Even smaller remodeling projects may be most easily survived by relocation. Two areas in particular—the kitchen and bathroom—are difficult to give up for very long. The hassle of living without these rooms may justify the financial burden of temporarily moving. For those committed to sticking it out during a kitchen or bathroom remodel, here are some tips to ease the stress.



If possible, work with your contractor to keep certain areas of your kitchen available while construction is underway. Maintaining access to your refrigerator, for example, makes things much easier. But whether or not you’ll be able to use parts of your kitchen during the renovation, you will need to move most things out. Find a space—preferably with a working sink nearby—to set up a temporary kitchen. When you empty your cabinets, keep a place setting for each member of your family and box the remaining dishes. Take small appliances from your existing kitchen and set them up on a table in your temporary kitchen.

Use the temporary sink to wash dishes, being careful that food doesn’t clog the pipes. Plan meals ahead, perhaps by preparing several days’ worth in advance and storing them in a freezer. If your main refrigerator is unavailable, buy or borrow a small one. If the weather is pleasant, rely on your outdoor grille as a cooking appliance. And of course, restaurants are an ever-available alternative to cooking for yourself.

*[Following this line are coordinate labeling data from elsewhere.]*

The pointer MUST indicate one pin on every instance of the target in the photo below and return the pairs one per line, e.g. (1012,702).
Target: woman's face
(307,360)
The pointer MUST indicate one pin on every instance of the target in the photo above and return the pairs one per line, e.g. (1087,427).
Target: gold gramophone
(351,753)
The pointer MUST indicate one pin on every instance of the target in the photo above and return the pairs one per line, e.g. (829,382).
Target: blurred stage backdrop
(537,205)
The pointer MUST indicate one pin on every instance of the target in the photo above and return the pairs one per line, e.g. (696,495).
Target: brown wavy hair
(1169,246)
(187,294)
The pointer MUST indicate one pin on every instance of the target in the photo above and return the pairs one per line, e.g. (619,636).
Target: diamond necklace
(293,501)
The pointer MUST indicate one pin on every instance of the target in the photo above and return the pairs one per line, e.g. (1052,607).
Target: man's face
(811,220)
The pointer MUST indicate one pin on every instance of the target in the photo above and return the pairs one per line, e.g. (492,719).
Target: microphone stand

As with a kitchen remodel, a bathroom remodel can be made easier if the bathroom can remain partially functional for as long as possible. However, also like a kitchen remodel, renovating your bathroom will typically require a window of complete inhabitability. Plan ahead by designating another sink in the house as a bathroom sink stand-in. If you have no other bathrooms in your home, you might need to rent a portable toilet and find another place (like a gym) to shower. Clearly it may be worth the expense to find other accommodations during the time when your bathroom is totally out of commission.


Keep the End in Mind

Keeping in mind the finished product and tracking the project’s progress help you keep things in perspective. Be flexible, and be honest with yourself about whether you have the patience to live in your home while it is being remodeled. Even if you choose to stay, be sure to get out on a regular basis. Find peace in places outside your home while construction is underway.